En conséquence, le jugement déféré doit être infirmé en toutes ses dispositions et la caisse doit être condamnée à prendre en charge l'accident du travail survenu le 13 décembre 2017.
Sur les dépens et les demandes accessoires
La caisse, qui succombe à l'instance, est condamnée aux dépens éventuellement exposés depuis le 1er janvier 2019 et condamnée à payer à Mme [Z] la somme de 2 500 euros au titre de l'article 700 du code de procédure civile.

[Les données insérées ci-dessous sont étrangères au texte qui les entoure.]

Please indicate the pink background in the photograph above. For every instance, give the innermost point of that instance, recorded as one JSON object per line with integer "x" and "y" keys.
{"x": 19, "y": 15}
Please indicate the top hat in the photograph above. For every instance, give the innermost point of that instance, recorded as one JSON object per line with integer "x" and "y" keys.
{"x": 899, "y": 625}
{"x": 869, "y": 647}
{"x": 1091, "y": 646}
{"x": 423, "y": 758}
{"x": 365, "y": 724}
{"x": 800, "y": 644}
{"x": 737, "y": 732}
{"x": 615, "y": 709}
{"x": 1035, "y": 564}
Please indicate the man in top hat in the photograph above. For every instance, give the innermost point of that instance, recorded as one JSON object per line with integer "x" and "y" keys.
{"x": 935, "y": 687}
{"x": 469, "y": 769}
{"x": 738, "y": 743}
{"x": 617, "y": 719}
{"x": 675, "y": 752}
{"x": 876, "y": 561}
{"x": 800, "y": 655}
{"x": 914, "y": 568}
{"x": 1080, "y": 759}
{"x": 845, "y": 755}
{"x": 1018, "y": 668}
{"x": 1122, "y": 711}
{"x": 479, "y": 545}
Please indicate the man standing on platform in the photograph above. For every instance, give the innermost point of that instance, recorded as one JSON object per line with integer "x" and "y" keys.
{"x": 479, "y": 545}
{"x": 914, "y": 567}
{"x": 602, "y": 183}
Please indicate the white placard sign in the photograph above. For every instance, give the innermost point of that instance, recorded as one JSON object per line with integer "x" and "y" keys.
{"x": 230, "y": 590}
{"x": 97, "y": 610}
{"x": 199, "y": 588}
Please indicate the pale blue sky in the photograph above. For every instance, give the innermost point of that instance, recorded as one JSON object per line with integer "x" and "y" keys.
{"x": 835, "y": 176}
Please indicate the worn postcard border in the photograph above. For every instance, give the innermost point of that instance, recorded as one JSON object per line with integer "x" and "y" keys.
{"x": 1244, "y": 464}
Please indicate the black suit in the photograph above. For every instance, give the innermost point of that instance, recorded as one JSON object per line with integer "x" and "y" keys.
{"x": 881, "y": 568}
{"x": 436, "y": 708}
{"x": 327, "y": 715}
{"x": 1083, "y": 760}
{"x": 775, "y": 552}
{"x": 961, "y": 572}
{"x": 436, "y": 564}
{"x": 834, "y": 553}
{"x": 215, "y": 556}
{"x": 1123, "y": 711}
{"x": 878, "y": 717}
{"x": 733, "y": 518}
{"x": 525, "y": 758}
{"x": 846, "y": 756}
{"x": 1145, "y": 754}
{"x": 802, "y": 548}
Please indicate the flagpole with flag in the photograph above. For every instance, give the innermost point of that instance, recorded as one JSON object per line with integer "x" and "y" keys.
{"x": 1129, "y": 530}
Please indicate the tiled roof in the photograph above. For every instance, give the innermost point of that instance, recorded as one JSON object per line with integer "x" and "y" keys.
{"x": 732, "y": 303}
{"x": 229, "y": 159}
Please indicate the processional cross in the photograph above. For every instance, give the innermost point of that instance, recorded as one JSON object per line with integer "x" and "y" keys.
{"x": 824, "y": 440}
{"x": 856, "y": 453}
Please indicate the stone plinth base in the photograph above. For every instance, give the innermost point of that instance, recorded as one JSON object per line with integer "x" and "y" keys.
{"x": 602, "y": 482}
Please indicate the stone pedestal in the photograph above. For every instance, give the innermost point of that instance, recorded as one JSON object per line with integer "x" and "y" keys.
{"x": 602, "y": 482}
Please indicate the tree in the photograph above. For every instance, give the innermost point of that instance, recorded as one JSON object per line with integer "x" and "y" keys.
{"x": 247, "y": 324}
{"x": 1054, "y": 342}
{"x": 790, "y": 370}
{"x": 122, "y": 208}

Elle sera corrélativement déboutée de sa demande fondée sur les dispositions de l'article 700 du code de procédure civile.
PAR CES MOTIFS
La cour, après en avoir délibéré, statuant publiquement et par arrêt contradictoire,
Ordonne la jonction, sous le numéro de RG 20/01544, des procédures enregistrées sous les numéros de RG 20/01544 et RG 20/01607 ;
Infirme le jugement rendu le 8 juin 2020 par le pôle social du tribunal judiciaire de Nanterre (RG n°19/00347) en toutes ses dispositions ;
Statuant à nouveau et y ajoutant,
Condamne la caisse primaire d'assurance maladie des Hauts-de-Seine à prendre en charge l'accident dont Mme [Z] a été victime le 13 décembre 2017 au titre de la législation sur les risques professionnels ;
Condamne la caisse primaire d'assurance maladie des Hauts-de-Seine aux dépens éventuellement exposés depuis le 1er janvier 2019 ;
Déboute la caisse primaire d'assurance maladie des Hauts-de-Seine de sa demande d'indemnité sur le fondement de l'article 700 du code de procédure civile ;
Condamne la caisse primaire d'assurance maladie des Hauts-de-Seine à payer à Mme [Z] la somme de 2 500 euros au titre de l'article 700 du code de procédure civile ;
Prononcé par mise à disposition de l'arrêt au greffe de la cour, les parties en ayant été préalablement avisées dans les conditions prévues au deuxième alinéa de l'article 450 du code de procédure civile.
Signé par Madame Sylvia Le Fischer, Président, et par Madame Morgane Baché, Greffier, auquel le magistrat signataire a rendu la minute.